Wie wurde die Mondkarte verwendet?

Die Karte war ein Werkzeug zur Verwendung am Teleskop. Beobachter benutzten das Blatt mit dem Bereich, auf den sie sich konzentrieren wollten, und nutzten die Karte als Referenz. Das astronomische Amateurjournal Der wandernde Astronom bestand darauf, dass alle Schüler des Mondes es haben sollten.

Wir wissen auch, dass die NASA während des Apollo-Programms eine Kopie gekauft hat, obwohl wir nicht wissen, wie sie sie verwendet hat.

Wie haben die Leute auf die Karte reagiert, als sie veröffentlicht wurde?

Die Karte wurde bei ihrer Veröffentlichung kritisiert, weil sie zu detailliert und überfüllt war. Wilkins arbeitete in einer Tradition, die immer mehr Details aus der Teleskopbeobachtung schätzte; in gewisser Weise markiert seine Karte das Ende dieser Tradition.

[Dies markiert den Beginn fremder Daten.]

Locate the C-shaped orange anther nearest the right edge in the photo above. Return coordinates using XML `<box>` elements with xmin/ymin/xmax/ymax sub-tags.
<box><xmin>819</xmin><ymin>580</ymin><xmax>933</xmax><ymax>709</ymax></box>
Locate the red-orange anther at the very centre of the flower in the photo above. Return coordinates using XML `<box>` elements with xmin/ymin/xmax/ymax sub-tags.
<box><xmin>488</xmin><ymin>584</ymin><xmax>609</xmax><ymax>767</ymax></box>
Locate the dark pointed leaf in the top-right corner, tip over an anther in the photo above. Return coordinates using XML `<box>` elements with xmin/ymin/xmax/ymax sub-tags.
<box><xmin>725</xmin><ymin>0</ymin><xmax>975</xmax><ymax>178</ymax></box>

Zufällig veränderten die Weltraumprogramme der 1950er, 60er und 70er Jahre die Art der verfügbaren Daten sowie das Verständnis dessen, was in einer Mondkarte nützlich war, radikal. Die Karte von Wilkins mit ihrem akribischen, handgezeichneten Stil wird oft als die letzte ihrer Art bezeichnet.

Ist die Kartenwissenschaft… oder Kunst?

Kartografie ist eine grafische Kunst. Es ist auch eine Wissenschaft!

Es ist immer wichtig, sich an die zentrale Bedeutung der künstlerischen Technik für vieles zu erinnern, was wir als „Wissenschaft“ bezeichnen. Eine hochentwickelte Beziehung zwischen Auge und Hand war oft sehr wichtig. Und dieses „Schauen und Zeichnen“ war kein Zufall, sondern das Herzstück vieler Interpretationsarbeit der Astronomie.